Я окончил страницу, снял ее с пишущей машинки и принялся заправлять новую. Заправил, придумал очередное предложение, и в тот самый момент, когда пальцы мои нависли над клавишами, где-то совсем рядом раздался звонкий грохот разрыва мины. Затем, через несколько секунд второй и третий. Пригнувшись, я пробрался из кабинета на балкон — сквозь настежь распахнутую стеклянную дверь. И балконные двери и окна у меня в квартире все время были распахнуты — считалось, что при обстрелах так безопаснее — взрывная волна не бьет стекла и меньше шансов быть раненный их осколками.

Мины рвались пока на пустыре перед фасадом нашего дома — в довольно глубоком и просторном котловане, в котором когда-то находились казармы французских колониальных войск.

Потом разрывы загремели в соседнем квартале, оттуда повалил дым начавшегося пожара. С набережной в направлении невидимых позиций минометчиков ударила ракетная установка, одна из тех, которые еще со времен второй мировой войны именовали «сталинский орган». Сорок ракет, одна за другой слетающих с ее пусковых рельсов через доли секунды, сливали свой вой в подобие жуткой, леденящей кровь музыкальной фразы. Где-то в нависших над Бейрутом горах заухали гаубицы.
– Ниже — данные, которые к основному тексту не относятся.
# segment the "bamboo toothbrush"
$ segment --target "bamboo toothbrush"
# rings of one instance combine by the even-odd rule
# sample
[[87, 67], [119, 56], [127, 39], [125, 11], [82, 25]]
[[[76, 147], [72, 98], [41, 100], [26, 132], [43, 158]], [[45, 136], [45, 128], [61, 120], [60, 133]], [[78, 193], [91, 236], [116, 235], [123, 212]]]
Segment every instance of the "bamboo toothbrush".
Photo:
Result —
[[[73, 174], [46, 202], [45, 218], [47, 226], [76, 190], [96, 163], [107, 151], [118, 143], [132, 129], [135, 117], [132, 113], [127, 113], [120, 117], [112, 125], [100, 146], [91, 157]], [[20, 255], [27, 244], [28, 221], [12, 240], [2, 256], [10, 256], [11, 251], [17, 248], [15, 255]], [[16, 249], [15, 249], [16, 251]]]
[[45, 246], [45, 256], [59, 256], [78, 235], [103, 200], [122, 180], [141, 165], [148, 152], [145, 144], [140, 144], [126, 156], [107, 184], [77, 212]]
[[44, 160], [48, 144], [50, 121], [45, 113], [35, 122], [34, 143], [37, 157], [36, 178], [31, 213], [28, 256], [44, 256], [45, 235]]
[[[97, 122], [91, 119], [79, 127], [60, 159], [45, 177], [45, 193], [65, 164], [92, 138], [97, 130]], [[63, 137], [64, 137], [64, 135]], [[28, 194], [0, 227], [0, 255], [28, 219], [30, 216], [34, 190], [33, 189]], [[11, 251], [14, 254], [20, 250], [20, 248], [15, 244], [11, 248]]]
Им ответили орудия из западной части города... и начался один из так называемых «веселых вечеров» Бейрута, когда мусульмане и христиане нещадно принимались забрасывать друг друга сотнями ракет, мин и снарядов.

Местные газеты давно уже обучали бейрутцев соблюдению правил безопасности во время обстрелов. Рекомендовалось укрываться в убежищах, в которые были превращены в городе все подвальные помещения. Или, на худой конец, располагаться в квартире так, чтобы быть под защитой не менее двух бетонных стен. Таким местом у меня был длинный и узкий коридор, разделяющий квартиру вдоль — на две половины. Когда обстрел затягивался, я перетаскивал в коридор снятые с кровати матрас и подушки, передвигал сейф и ставил его так, чтобы он защищал мою голову со стороны входной, с лестничной площадки, двери, ставил рядом мощный электрический фонарь, будильник и устраивался на ночь в относительной безопасности.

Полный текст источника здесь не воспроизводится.